When multiple SMTs are used with a sink connector, Connect first reads the record from Kafka and converts the bytes to a sink record. Connect then passes the record through the SMT, which makes its modifications. The updated sink record is then passed to the next SMT in the chain. This continues for the remaining SMTs. The final updated sink record is then passed to the sink connector for processing.

Single Message Transforms

Single Message Transforms for Managed Connectors

Note

  • SMTs are very useful, but should only be used for simple data transformations. More sophisticated transformations and data integrations should be handled using ksqlDB and Kafka stream processing.
  • See SMT Limitations for additional information

How to use SMTs with the Cloud Console

The following steps show how to set up an SMT using the Confluent Cloud Console. The steps use the Datagen Source Connector for Confluent Cloud.

Note

  • The connector applies transforms in the order in which they are created.
  • To create a transform predicate, you use the CLI to create the connector configuration.
  1. Go to the advanced configurations section of the connector UI and click Add a single message transform.

    Single Message Transforms Button

    Transforms

  2. Accept the default transform name or enter a new name in the Transforms name field. For example, if you are masking a customer ID using the transform MaskField$Value you could enter the alias mask_userid.

    Transform name

    Transform name

  3. Select the transform type from the drop-down list.

    Select Transform

    Transform selection

  4. After you select the transform, additional property fields are displayed. The following properties are displayed for MaskField$Value:

    • fields (required): Enter the name of the record fields you want to mask. In the example, the field userid will be masked.
    • replacement (optional) This field allows you to set a replacement string. In the example, the replacement for the userid will show ******.
    Configure Mask Options

    Configure transform options

    Note

    SMT configuration properties vary depending on the selected transform type. For transform configuration properties and descriptions, see the SMT docs for the transform you want to apply.

  5. After you have completed the first transform, you can add additional SMTs if you want. The connector applies transforms in the order in which they are created.

  6. When you are done adding SMTs, click Continue and complete any remaining connector startup tasks. Once you have completed all startup tasks, the connector configuration is displayed.

    Single Message Transform Connector Configuration

    Connector configuration

  7. (Optional) Click Request preview and verify that the data output in the "record" section is what you want. The preview will take a few minutes to generate. If the data preview shows what you want, launch the connector.
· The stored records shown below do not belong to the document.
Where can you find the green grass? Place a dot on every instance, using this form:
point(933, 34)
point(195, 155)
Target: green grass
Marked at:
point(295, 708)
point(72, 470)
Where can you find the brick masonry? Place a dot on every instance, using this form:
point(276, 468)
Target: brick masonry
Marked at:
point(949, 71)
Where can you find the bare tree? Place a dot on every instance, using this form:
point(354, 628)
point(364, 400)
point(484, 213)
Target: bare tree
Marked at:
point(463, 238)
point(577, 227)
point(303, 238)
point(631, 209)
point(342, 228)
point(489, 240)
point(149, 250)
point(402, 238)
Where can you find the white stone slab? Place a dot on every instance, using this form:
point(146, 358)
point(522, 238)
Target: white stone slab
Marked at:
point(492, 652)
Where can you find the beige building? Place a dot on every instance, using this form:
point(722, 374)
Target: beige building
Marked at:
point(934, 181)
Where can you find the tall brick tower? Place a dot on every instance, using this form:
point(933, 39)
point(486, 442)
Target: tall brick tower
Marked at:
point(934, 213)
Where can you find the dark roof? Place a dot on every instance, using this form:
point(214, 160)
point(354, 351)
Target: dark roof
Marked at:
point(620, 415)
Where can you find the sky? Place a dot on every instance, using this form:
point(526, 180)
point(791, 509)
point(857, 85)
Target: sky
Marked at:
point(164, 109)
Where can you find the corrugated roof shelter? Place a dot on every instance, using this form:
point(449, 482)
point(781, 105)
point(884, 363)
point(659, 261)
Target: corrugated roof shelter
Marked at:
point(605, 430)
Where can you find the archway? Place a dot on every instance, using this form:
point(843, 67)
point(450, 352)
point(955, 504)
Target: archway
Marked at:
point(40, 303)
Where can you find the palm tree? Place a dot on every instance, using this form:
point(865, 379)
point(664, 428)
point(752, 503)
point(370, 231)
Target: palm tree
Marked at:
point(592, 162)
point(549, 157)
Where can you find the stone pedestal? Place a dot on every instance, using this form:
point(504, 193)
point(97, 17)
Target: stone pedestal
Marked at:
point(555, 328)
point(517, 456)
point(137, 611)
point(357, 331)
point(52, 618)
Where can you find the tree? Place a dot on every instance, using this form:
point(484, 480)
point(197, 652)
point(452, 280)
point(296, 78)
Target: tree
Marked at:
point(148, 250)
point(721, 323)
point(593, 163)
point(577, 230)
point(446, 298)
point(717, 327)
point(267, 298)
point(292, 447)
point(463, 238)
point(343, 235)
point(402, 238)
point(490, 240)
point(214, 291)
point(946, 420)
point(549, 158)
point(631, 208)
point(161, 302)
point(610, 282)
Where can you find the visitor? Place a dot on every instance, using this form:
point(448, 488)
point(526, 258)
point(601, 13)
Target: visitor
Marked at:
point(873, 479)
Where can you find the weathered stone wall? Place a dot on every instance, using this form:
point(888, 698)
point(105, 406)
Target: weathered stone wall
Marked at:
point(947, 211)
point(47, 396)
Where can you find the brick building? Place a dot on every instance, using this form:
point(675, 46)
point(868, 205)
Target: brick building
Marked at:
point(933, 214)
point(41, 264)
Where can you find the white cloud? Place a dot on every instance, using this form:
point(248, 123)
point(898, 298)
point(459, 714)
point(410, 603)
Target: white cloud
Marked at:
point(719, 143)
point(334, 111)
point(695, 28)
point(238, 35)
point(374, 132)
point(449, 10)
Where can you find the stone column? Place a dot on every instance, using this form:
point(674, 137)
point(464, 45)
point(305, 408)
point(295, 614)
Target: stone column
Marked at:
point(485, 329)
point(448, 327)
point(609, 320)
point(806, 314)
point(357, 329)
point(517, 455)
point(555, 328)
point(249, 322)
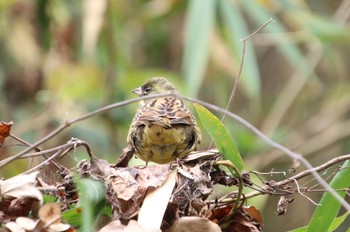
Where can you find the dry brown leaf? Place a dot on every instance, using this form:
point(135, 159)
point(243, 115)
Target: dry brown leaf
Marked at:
point(133, 226)
point(50, 213)
point(153, 208)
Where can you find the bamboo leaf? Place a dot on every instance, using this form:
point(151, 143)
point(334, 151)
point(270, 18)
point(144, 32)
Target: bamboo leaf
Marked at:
point(199, 24)
point(329, 206)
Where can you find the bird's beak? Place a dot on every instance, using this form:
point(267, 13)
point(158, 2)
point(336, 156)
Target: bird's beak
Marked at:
point(138, 91)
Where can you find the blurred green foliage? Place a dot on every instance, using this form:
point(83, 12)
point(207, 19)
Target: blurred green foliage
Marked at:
point(62, 59)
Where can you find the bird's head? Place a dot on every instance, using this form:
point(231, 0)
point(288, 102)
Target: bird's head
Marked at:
point(155, 85)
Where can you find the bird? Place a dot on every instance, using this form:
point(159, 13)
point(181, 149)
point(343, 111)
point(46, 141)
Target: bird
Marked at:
point(163, 129)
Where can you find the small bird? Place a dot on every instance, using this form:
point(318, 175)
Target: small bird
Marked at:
point(163, 129)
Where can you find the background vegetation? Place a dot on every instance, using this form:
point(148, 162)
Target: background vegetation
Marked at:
point(61, 59)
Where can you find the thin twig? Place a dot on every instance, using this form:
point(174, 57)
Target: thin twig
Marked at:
point(298, 188)
point(235, 84)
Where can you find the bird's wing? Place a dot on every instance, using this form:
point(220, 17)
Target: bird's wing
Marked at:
point(164, 112)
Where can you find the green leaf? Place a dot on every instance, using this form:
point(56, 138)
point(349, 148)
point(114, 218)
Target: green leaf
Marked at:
point(199, 24)
point(92, 201)
point(220, 135)
point(338, 221)
point(73, 216)
point(329, 206)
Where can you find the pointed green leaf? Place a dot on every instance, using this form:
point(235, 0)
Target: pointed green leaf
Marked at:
point(221, 136)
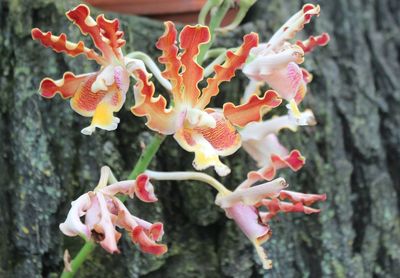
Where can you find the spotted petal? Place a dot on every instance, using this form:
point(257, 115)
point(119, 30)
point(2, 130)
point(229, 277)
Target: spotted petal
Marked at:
point(67, 86)
point(209, 143)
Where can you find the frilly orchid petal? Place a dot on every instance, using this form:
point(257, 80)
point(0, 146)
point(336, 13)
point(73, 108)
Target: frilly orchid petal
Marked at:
point(73, 225)
point(159, 118)
point(80, 15)
point(98, 94)
point(226, 71)
point(144, 190)
point(167, 43)
point(252, 110)
point(61, 44)
point(312, 42)
point(68, 86)
point(191, 38)
point(209, 143)
point(247, 218)
point(110, 31)
point(199, 118)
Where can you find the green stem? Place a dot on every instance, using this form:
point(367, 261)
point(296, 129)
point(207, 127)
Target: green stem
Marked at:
point(79, 259)
point(141, 165)
point(212, 53)
point(210, 4)
point(152, 67)
point(219, 60)
point(214, 23)
point(244, 6)
point(146, 156)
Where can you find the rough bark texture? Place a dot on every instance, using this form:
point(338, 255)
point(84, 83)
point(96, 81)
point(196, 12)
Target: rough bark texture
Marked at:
point(352, 155)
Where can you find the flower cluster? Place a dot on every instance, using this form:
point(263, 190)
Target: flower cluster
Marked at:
point(208, 132)
point(103, 212)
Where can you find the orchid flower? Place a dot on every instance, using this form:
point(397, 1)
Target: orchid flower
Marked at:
point(209, 133)
point(251, 206)
point(261, 142)
point(103, 212)
point(277, 62)
point(97, 94)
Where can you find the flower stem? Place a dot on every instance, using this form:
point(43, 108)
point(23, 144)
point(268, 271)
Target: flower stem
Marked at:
point(79, 259)
point(146, 156)
point(141, 165)
point(189, 176)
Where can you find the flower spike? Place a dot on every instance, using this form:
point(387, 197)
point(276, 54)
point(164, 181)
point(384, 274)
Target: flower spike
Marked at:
point(206, 132)
point(100, 94)
point(243, 204)
point(277, 61)
point(103, 212)
point(226, 71)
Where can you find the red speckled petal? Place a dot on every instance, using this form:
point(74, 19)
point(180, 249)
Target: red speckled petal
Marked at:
point(191, 38)
point(252, 110)
point(167, 44)
point(159, 118)
point(226, 71)
point(84, 100)
point(209, 143)
point(312, 42)
point(275, 206)
point(294, 161)
point(144, 190)
point(67, 86)
point(147, 244)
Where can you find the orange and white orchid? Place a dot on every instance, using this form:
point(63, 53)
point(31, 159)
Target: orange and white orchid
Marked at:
point(207, 132)
point(261, 142)
point(97, 94)
point(103, 212)
point(277, 62)
point(251, 206)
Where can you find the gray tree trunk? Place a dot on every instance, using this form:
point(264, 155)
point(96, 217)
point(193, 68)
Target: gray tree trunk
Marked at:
point(352, 155)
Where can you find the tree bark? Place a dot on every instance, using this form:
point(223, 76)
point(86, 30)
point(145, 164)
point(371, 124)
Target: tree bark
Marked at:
point(352, 155)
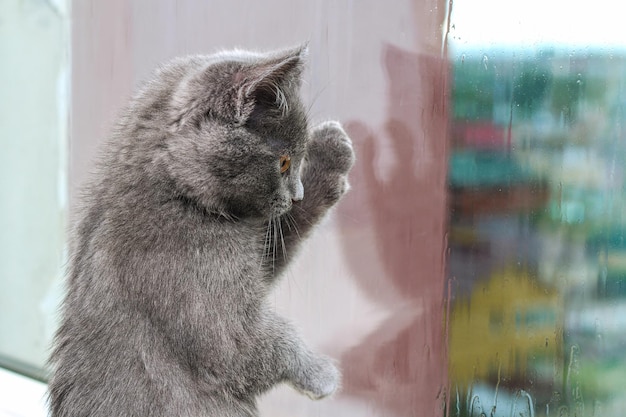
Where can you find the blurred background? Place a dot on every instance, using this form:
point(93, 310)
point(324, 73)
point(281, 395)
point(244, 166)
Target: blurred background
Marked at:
point(477, 267)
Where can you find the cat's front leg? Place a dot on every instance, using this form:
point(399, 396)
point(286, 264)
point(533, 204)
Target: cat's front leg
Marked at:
point(310, 373)
point(325, 173)
point(324, 176)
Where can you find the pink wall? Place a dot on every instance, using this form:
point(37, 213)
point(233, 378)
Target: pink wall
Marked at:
point(368, 287)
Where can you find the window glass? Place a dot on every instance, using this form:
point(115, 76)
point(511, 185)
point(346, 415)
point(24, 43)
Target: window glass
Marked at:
point(536, 267)
point(33, 140)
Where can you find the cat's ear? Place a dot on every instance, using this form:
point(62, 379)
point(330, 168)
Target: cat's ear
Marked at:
point(264, 87)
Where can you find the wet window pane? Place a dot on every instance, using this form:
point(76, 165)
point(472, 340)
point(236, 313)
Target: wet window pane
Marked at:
point(34, 46)
point(536, 232)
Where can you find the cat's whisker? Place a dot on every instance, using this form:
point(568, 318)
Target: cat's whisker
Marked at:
point(266, 244)
point(282, 239)
point(275, 244)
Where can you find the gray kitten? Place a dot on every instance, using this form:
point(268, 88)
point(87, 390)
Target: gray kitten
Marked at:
point(209, 183)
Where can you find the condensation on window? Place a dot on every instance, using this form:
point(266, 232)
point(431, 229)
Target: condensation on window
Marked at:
point(536, 271)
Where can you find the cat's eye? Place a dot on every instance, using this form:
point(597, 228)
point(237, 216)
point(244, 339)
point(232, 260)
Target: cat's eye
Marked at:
point(285, 163)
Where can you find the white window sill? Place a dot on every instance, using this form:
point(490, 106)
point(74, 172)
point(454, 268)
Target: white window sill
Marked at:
point(21, 396)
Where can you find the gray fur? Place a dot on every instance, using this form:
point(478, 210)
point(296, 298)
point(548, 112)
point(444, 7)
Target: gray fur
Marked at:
point(180, 237)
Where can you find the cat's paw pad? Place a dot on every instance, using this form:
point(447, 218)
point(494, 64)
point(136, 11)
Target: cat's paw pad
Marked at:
point(320, 380)
point(332, 146)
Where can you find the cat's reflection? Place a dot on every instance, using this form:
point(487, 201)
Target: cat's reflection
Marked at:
point(399, 198)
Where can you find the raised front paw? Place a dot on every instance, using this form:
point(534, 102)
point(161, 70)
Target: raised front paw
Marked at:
point(331, 148)
point(319, 380)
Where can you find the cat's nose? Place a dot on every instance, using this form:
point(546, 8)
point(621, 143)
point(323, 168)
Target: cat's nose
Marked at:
point(298, 194)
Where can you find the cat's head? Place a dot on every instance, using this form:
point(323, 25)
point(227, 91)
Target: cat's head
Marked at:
point(235, 130)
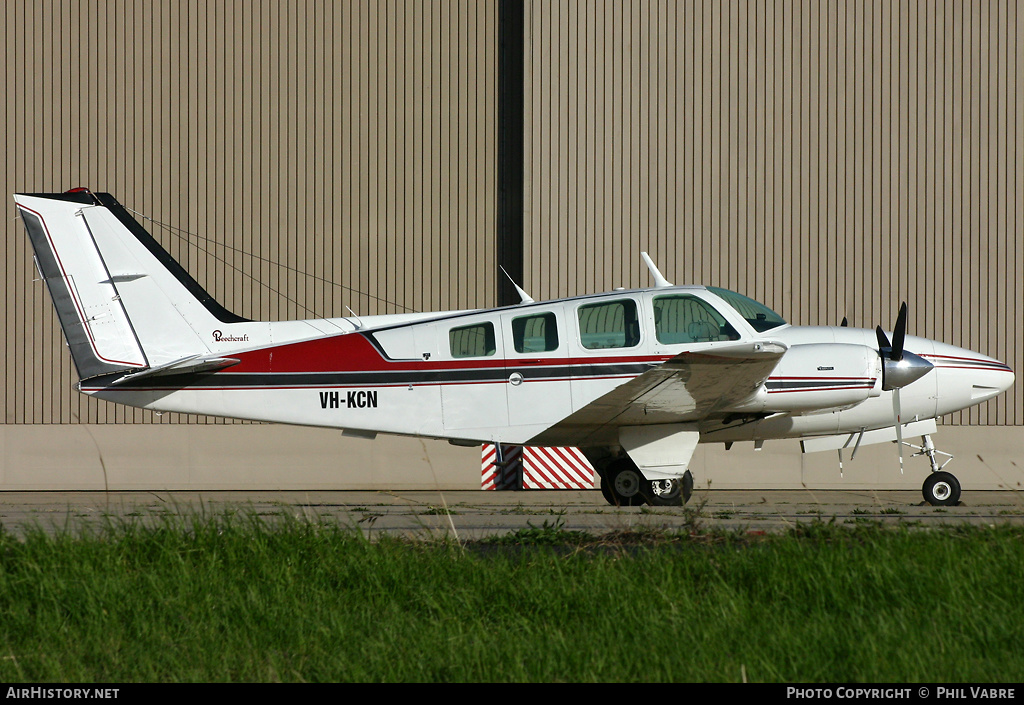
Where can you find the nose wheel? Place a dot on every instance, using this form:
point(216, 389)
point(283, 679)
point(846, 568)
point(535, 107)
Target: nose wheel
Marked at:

How to use SMTs with the Confluent CLI

Refer to the following docs for creating the JSON configuration file to load using the CLI:

  • The managed connector docs provide the configuration properties and a JSON file example for each connector.
  • The SMT docs provide the transformation configuration properties that you need to add to the basic connector configuration.
  • Refer to the SMT examples for configuration and transformation examples.

Predicates

You can apply predicates to a transform using the CLI. When you apply a predicate to an SMT, the predicate instructs the connector to apply the SMT conditionally. In the predicate, you specify the predicate condition that the connector uses to evaluate each message that it processes.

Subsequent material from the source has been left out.